Bruxelles 27 mars (Europa Press) –
Le président de la Commission européenne, Ursula von der Leyen, et le président du Conseil européen, Antonio Costa, ont transféré l'intention de l'Union européenne de maintenir un soutien financier et militaire à l'Ukraine à l'avenir, au-delà des négociations de paix, et de continuer à presser la Russie à travers les sanctions européennes, compte tenu de la suspicion générale avant l'agression.
Cela a été défendu par les deux dirigeants communautaires du sommet qui a réuni une trentaine de dirigeants européens à Paris pour traiter le soutien futur de l'Ukraine. Dans un message sur les réseaux sociaux à la fin de la réunion, Von Der Leyen a célébré que la «coalition de bénévoles» est agrandie, est de plus en plus «plus forte» et est «déterminée» à soutenir Kiev.
Le conservateur allemand a insisté sur le fait que l'UE « maintiendra la pression sur la Russie ». « Il était très clair que les sanctions sont maintenues. Ce que nous voulons, c'est un accord de paix équitable et durable, c'est l'objectif », a-t-il soutenu, après que la Russie ait exigé dans ses conversations avec les États-Unis qu'il existe des mesures pour retirer les restrictions.
Dans le même temps, il a souligné la nécessité d'augmenter le soutien financier et militaire à l'Ukraine à court terme. « Les besoins militaires ukrainiens mais aussi les financiers doivent être couverts, donc je peux confirmer que l'UE fera progresser sa partie des prêts du G7 pour l'Ukraine », a-t-il déclaré, en référence aux 18 000 millions que l'UE prévoit de contribuer à l'Ukraine.

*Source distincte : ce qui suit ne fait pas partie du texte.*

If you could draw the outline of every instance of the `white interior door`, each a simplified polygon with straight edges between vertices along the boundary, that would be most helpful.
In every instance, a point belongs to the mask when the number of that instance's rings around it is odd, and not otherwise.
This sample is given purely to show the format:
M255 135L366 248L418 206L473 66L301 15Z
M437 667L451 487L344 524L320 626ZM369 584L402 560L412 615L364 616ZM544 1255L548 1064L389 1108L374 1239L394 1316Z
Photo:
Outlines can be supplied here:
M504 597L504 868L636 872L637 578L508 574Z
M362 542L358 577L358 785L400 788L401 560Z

Enfin, Von Der Leyen a défendu les plans lancés par Bruxelles pour tirer les dépenses en défense au sein de l'UE, un programme à partir duquel l'industrie militaire ukrainienne en bénéficiera.
Du côté de ses côtés, le président du conseil a défendu que la meilleure façon de soutenir Kiev est de rester « cohérente » dans l'objectif d'atteindre le feu complet qui conduit à une paix équitable. « Cela signifie maintenir la pression sur la Russie par des sanctions. Ce serait une erreur stratégique de céder à la tentation d'un adoucissement précoce des sanctions », a-t-il déclaré lors du sommet, selon des sources européennes.
Cette maison avec la suspicion généralisée parmi les participants du sommet à Paris sur le testament de Moscou pour arrêter l'agression et parvenir à un accord avec Kiev, ont expliqué ces sources.
De même, Costa a souligné que l'UE suivra les travaux avec la fourniture de deux millions de cartouches de munitions, une initiative évaluée à 5 000 millions et promeut le haut représentant de la politique étrangère, Kaja Kallas, après le plan de 40 000 millions de documents militaires garés pour renforcer Kyiv en 2025.
L'UE a que ses États membres contribuent 17 000 millions de soutiens militaires, selon les engagements annoncés par les différents pays du bloc. Le plan européen passe également par le renforcement de l'armée ukrainienne à long terme, en tant que premier pilier des garanties de sécurité de l'Ukraine, une étape pour laquelle il est essentiel pour augmenter les dépenses de défense en Europe.
La nouvelle nomination des dirigeants européens convoqués par le président français, Emmanuel Macron, a cherché à faire avancer les garanties de sécurité pour l'Ukraine, un contexte dans lequel il a annoncé une mission francoco-britannique et a souligné le déploiement de certaines « forces de garantie » par « quelques États » dans « certains points stratégiques de l'Ukraine » une fois que la paix est réalisée. Ni von der Leyen ni Costa ne se sont publié publiquement sur cette initiative qui signifierait envoyer des troupes au pays.